Even if you are hardly a medieval woodcutting artist, you can make pictures using wood. Ingmar Bergman may never be inspired to make one of the most classic films of all time by your marquetry-and not just because he’s dead-but you can show of your talents to friends, family and even Watchtower giver-outers when they show up to save your soul from eternal dangnation. (I’m trying to cut down on profanity on-in the words of our late President, Mr. Bush-the Internets.)
Marquetry was perhaps the only word in that paragraph that you didn’t understand, I’m guessing. What is marquetry? Well, I’m glad you asked me because otherwise there would be no reason to continue writing. Marquetry is the art of making inlaid designs from wood veneer based on a striking contrast in color or grain.

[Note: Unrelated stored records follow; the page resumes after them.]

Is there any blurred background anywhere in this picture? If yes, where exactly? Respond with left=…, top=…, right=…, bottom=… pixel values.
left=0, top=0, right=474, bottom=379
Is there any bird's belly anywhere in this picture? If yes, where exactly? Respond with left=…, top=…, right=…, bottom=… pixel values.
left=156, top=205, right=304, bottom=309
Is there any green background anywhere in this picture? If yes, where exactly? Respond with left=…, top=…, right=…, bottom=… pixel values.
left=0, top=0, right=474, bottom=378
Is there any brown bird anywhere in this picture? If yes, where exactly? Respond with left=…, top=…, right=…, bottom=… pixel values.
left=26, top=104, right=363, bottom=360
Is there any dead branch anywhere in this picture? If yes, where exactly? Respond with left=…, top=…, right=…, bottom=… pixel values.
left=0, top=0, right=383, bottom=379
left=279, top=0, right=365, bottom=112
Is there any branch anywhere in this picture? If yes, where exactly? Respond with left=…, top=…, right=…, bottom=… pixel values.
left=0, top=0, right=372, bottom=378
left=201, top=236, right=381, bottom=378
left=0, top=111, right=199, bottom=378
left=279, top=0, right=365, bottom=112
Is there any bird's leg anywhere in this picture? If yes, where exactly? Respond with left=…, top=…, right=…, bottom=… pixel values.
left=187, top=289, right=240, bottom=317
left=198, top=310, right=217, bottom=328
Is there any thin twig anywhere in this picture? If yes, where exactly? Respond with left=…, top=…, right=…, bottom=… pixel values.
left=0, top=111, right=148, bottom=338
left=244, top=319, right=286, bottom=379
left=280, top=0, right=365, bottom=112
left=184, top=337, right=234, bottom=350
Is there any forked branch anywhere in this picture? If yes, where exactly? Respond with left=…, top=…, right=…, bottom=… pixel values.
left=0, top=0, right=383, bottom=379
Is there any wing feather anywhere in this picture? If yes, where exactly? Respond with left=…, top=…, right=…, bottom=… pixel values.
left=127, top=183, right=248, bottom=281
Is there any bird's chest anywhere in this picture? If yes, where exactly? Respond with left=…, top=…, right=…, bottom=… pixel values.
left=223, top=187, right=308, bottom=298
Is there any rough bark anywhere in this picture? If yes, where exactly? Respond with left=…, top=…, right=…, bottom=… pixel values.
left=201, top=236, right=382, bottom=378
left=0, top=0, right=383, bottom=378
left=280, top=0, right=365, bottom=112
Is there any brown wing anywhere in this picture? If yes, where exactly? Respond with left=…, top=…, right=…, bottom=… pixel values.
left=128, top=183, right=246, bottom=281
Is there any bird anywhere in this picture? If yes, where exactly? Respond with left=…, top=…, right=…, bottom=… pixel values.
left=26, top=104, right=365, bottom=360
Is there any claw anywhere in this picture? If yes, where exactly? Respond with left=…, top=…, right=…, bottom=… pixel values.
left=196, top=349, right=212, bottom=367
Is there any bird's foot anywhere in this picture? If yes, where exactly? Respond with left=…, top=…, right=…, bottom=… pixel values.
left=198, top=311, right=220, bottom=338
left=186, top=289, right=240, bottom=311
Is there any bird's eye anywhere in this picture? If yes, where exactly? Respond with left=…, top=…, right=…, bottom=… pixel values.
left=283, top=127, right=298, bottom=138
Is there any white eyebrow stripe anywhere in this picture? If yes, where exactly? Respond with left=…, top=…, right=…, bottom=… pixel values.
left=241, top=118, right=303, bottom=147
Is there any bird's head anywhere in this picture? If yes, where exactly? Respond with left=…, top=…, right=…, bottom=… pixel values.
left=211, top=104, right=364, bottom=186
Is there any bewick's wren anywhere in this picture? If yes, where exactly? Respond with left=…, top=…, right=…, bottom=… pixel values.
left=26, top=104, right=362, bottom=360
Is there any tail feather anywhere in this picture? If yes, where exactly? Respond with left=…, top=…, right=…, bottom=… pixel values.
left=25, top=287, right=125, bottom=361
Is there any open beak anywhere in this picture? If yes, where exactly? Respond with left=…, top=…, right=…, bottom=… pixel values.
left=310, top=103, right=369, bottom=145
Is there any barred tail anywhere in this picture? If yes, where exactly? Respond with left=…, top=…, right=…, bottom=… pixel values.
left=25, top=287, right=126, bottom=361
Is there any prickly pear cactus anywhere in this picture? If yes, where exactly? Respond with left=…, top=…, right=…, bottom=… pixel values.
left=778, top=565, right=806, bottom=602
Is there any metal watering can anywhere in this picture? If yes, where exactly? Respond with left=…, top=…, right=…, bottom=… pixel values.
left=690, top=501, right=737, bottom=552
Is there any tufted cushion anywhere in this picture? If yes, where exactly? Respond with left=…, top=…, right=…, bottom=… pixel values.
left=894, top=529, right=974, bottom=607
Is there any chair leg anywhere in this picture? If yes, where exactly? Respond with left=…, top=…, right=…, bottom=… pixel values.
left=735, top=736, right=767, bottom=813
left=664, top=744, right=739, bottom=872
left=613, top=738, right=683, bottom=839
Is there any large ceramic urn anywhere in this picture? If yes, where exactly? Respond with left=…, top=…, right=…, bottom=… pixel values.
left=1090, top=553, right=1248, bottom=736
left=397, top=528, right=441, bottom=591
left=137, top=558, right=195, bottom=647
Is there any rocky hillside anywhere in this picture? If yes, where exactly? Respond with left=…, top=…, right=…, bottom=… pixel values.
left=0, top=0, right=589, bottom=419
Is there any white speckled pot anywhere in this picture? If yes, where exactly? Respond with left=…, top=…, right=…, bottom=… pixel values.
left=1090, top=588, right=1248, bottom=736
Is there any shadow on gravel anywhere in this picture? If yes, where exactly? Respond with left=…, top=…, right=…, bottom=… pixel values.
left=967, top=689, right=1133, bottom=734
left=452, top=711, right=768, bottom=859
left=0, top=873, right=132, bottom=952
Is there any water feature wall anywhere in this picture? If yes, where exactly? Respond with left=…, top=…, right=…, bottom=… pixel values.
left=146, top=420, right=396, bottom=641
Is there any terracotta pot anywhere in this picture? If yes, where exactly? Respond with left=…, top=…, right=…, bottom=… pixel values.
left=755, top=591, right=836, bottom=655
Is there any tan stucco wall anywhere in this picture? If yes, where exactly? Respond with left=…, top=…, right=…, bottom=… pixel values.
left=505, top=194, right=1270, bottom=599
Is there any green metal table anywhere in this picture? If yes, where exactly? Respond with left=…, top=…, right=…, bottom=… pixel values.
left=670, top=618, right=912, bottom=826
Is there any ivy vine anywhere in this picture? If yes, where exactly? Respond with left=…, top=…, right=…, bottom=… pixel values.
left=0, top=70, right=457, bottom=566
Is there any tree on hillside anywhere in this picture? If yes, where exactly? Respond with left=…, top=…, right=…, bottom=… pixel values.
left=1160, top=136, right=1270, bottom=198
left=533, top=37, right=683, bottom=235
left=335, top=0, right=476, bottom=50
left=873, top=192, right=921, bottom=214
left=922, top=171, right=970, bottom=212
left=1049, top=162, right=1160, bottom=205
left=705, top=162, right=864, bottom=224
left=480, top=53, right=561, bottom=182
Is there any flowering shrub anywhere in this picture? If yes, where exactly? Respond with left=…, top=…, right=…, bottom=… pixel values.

Still with me? Okay, here’s the skinny on what you need to be a great marquetry artist: a sharp knife, Elmer’s glue, your choice of wood veneers in assorted colors and grains, and a cutting board. Commencement of your first attempt at marquetry should begin with a simple design. Once you get the basics, you can work your way up to more artistic flourishes with your marquetry skills. By the time you get finished, you may even be able to market your marquetry.
A six-pointed star or a pyramidal shape or even just a pretty little circle can do well as the beginning of your career in marquetry. Use your printer to transfer the shape you want as your background. Put the tracing sheet over one of your veneers and have those both rest atop the cutting board. Use the sharp knife to cut away the excess so that you are left with an outline.
Once you have finished that, slip a contrasting piece of veneer beneath the first sheet so that it becomes visible through the opening left by the outline. Marquetry comes to Kansas when you transfer the shape to the piece of veneer that is showing through. Carefully score along the edge of the opening, remove the scored piece and cut the shape out.
Now pick your little squeeze bottle of Elmer’s glue and keep in mind that a little dab will do you. Apply your Elmer’s glue to the edges of the opening and then press the new veneer into place. Your knife handle will work find for the rubbing motion and pressure you need.
Once you start getting better at this and go in for detailed patterns, you will repeat the same set of operations until all the features of the outline have been replaced with contrasting pieces of veneer. You will quickly learn a secret to marquetry success: it works better when you start with bigger elements and work your way slowly down to the finer details.
Get yourself a thin piece of plywood and attach your marquetry to it for display.